Membres du corps médical, syndicats, mais aussi particuliers, les plaintes se multiplient, contre l’exécutif mais aussi contre les différents responsables politiques et administratifs, ou encore contre X. Il y a ceux qui ont perdu un proche et déposé plainte pour homicide involontaire, ceux qui ont été malades ou directement exposés, qui invoquent la mise en danger de la vie d’autrui.

Et puis d’autres qui se saisissent du peu connu article 223-7 du Code pénal qui punit de deux ans d'emprisonnement et de 30.000 euros d'amende "Quiconque s'abstient volontairement de prendre ou de provoquer les mesures permettant, sans risque pour lui ou pour les tiers, de combattre un sinistre de nature à créer un danger pour la sécurité des personnes". Des citoyens qui ne comptent pas sur la commission d’enquête parlementaire "trop peu indépendante", pour avoir des réponses.

"Vous devez payer aussi" 

C’est le cas de Stéphane, propriétaire d’un hôtel en Bourgogne qui, "par manque d’information" sur la gravité de la crise, "a eu le sentiment de mettre [ses deux] employés en danger", en continuant à recevoir des clients notamment italiens dans son établissement jusqu'au début du confinement français. "On ne peut pas dire tout et n’importe et après se dédouaner", s’agace-t-il au micro d’Europe 1 dénonçant son sentiment "d’abandon total".

"Je sais bien que ça ne va pas déboucher sur grand-chose mais c’est pour leur dire que vous êtes des citoyens comme les autres, et vous devez payer aussi", précise-t-il tout en espérant que ça "fasse réfléchir" les futurs responsables politiques.

"C’est pas pour faire des nuisances contre tel ou tel", explique à Europe 1 Hervé, quinquagénaire lyonnais qui a déposé plainte contre X pour mise en danger de la vie d’autrui. "On n’a pas fermé les aéroports à temps, on n’a pas fait les stocks nécessaires de masques, ils n’ont pas réquisitionné en amont les industries pour éviter les pénuries de matériel, c’est une accumulation de fautes, ce sont des défaillances de l’Etat, il faut que ces personnes-là répondent devant un tribunal judiciaire", développe-t-il.

"Il faut que ce soit porté sur la place publique et que l’on ait des réponses ! Le problème c’est qu’ils ne reconnaissent pas leur tort, et c’est grave un pays où les dirigeants ne reconnaissent pas leurs erreurs, ce climat malsain fait que petit à petit on a une perte de confiance."

Deux plaintes étudiées par la commission des requêtes

D'après nos informations parmi les plaintes qui visent les ministres, deux déposées par des membres du corps médical et documentées de nombreuses annexes sont étudiées attentivement. C’est la commission des requêtes, une instance interne composée de neuf hauts magistrats, qui décide de leur orientation, poursuites ou classement. 

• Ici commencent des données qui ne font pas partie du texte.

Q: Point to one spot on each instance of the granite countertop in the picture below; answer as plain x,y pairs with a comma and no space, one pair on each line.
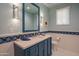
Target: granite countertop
34,40
11,34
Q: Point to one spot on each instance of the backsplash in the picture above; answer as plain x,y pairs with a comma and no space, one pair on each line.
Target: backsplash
14,37
26,36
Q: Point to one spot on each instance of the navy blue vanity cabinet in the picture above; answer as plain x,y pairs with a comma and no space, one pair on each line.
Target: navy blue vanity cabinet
18,51
43,48
32,51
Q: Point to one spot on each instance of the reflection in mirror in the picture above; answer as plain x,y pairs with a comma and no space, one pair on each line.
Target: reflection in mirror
31,17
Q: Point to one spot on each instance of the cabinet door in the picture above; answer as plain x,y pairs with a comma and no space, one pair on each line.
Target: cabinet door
27,52
49,46
45,47
41,48
34,50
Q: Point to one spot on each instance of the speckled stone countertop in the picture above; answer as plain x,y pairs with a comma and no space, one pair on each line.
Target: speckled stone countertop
34,40
6,35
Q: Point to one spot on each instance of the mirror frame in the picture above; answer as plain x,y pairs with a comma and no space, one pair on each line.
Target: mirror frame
23,18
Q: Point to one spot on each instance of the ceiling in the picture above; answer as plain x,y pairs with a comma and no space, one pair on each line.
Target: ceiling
49,5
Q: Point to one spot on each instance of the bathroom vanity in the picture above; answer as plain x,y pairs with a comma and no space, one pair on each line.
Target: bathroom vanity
37,46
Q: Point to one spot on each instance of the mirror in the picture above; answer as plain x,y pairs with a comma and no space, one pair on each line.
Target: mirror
30,17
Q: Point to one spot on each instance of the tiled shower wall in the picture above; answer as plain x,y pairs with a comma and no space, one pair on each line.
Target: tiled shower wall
67,42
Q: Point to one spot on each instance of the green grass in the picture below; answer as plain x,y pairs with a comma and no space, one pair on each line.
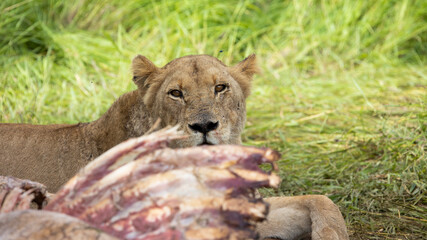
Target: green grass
343,93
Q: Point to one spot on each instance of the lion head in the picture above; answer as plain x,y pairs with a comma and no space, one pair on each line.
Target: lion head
199,93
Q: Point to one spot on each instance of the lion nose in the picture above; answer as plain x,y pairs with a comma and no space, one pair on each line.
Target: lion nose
204,127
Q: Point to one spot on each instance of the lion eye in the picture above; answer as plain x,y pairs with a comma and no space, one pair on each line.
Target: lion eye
176,93
220,88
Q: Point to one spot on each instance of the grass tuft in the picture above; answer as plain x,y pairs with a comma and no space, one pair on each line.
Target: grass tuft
342,95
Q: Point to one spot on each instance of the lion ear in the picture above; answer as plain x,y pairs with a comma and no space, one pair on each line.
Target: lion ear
243,73
142,68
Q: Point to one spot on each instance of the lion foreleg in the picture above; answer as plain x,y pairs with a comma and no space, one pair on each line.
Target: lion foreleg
303,217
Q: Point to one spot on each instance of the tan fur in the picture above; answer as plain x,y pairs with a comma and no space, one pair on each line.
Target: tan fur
52,154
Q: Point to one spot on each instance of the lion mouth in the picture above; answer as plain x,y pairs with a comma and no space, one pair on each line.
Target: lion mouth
205,142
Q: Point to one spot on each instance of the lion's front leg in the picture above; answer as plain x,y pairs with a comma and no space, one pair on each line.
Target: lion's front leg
303,217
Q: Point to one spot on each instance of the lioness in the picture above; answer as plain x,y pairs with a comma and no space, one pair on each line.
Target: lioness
201,94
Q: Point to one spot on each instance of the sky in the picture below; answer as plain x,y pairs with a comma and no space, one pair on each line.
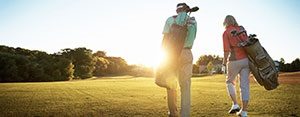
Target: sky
132,29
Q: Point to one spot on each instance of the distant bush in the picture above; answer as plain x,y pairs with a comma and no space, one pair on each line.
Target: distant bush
22,65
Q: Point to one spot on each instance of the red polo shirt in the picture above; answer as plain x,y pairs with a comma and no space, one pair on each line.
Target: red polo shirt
230,43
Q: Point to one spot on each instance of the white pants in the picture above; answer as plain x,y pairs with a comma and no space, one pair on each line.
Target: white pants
241,68
184,79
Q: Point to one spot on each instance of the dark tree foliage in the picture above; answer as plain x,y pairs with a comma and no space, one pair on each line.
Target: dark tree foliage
22,65
82,59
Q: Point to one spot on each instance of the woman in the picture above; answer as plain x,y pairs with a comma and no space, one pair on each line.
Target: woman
236,61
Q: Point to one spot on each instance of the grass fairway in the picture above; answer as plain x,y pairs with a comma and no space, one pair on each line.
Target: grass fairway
137,97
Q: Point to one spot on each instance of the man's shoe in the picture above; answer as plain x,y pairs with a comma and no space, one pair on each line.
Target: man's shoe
234,109
242,113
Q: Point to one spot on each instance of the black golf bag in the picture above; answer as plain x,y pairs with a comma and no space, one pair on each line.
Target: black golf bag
261,64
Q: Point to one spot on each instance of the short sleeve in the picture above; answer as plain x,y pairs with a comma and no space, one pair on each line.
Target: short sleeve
168,24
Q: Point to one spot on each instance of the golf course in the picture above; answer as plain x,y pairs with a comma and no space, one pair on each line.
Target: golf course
139,97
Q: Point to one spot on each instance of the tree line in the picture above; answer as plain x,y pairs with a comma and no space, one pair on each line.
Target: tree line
23,65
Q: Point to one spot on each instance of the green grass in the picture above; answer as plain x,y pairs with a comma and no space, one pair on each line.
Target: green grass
138,97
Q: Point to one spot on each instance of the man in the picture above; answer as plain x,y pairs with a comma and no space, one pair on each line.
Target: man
183,61
237,63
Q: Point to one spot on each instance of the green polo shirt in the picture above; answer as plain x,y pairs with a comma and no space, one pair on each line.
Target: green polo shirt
180,20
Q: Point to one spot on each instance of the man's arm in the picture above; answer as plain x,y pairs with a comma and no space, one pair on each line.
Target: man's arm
226,48
165,40
225,58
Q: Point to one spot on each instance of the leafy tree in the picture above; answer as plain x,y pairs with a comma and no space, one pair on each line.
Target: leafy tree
82,60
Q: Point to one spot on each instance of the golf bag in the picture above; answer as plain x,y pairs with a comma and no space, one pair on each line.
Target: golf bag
165,75
261,64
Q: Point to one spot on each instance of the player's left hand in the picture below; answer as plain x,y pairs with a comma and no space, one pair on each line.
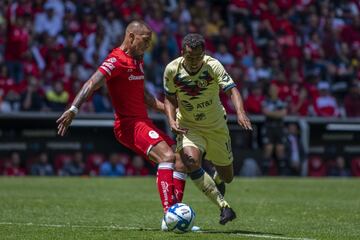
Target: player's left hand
64,122
244,121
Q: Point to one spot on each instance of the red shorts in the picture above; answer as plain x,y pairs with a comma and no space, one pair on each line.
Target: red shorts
140,135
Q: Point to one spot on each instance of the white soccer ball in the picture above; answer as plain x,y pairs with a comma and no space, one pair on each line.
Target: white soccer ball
180,218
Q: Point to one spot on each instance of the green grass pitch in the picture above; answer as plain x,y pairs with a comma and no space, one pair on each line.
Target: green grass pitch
129,208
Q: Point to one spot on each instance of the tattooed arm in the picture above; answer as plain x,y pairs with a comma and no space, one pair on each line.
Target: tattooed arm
94,83
153,102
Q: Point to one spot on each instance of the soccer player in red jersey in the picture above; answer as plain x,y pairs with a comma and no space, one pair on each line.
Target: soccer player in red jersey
122,71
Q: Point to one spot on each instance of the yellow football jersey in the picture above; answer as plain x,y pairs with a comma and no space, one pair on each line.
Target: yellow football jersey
198,94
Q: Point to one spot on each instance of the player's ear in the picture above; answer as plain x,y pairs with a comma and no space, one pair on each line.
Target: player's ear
131,37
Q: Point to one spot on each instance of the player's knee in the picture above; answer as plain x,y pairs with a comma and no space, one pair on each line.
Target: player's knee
190,163
228,179
179,166
168,156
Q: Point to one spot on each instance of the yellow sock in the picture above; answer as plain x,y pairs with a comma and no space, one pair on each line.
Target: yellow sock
206,184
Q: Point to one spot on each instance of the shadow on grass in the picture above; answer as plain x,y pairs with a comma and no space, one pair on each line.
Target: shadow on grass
242,232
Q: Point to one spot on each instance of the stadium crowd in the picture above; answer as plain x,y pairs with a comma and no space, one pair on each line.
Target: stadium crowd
308,49
75,164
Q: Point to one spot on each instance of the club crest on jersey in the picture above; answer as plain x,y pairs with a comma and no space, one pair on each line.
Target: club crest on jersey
202,83
187,105
153,134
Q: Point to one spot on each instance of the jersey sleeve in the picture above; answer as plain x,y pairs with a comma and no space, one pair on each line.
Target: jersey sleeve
222,77
168,80
110,67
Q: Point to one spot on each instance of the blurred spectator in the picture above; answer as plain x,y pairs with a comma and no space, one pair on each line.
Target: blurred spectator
54,40
223,55
338,168
93,163
32,98
250,168
113,27
273,133
352,100
57,97
73,166
325,104
254,100
49,21
17,45
113,167
294,150
13,166
259,72
316,166
42,167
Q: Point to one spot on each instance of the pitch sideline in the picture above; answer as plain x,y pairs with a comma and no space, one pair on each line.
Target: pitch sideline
143,229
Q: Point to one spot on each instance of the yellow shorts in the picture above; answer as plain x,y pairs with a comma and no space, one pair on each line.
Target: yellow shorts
216,143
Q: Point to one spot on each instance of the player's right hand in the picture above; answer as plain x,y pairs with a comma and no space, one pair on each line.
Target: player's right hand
64,122
175,128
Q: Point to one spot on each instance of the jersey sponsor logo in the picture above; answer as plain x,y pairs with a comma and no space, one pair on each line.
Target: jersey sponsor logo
136,77
202,83
193,88
199,116
204,104
187,105
153,134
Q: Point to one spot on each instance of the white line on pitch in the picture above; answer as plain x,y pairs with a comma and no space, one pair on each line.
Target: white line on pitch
144,229
271,236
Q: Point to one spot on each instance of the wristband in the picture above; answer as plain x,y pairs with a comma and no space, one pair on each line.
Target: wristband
74,109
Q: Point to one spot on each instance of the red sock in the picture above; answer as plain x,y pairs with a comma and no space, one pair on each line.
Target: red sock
179,185
165,184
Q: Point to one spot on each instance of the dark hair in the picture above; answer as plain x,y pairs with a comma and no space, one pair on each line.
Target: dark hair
193,40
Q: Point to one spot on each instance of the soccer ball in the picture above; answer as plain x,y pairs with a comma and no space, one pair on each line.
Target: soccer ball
179,218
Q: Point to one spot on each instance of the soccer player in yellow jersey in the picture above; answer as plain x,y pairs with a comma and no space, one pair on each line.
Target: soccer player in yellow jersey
192,83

Selon une source judiciaire proche du dossier interrogée par Europe 1, la toute première plainte déposée devant la CJR par des internes est étayée d’une vingtaine de pages de documentation médicale en source ouverte, c’est-à-dire accessible à tous, afin de montrer que les gouvernants avaient tout à disposition pour se rendre compte de l’ampleur de la pandémie.

En revanche, une grande majorité des autres plaintes déposées à tous niveaux n’ont que peu de chances d’aboutir et devraient être classées sans suite. Notamment car ces délits sont précis, difficiles à caractériser.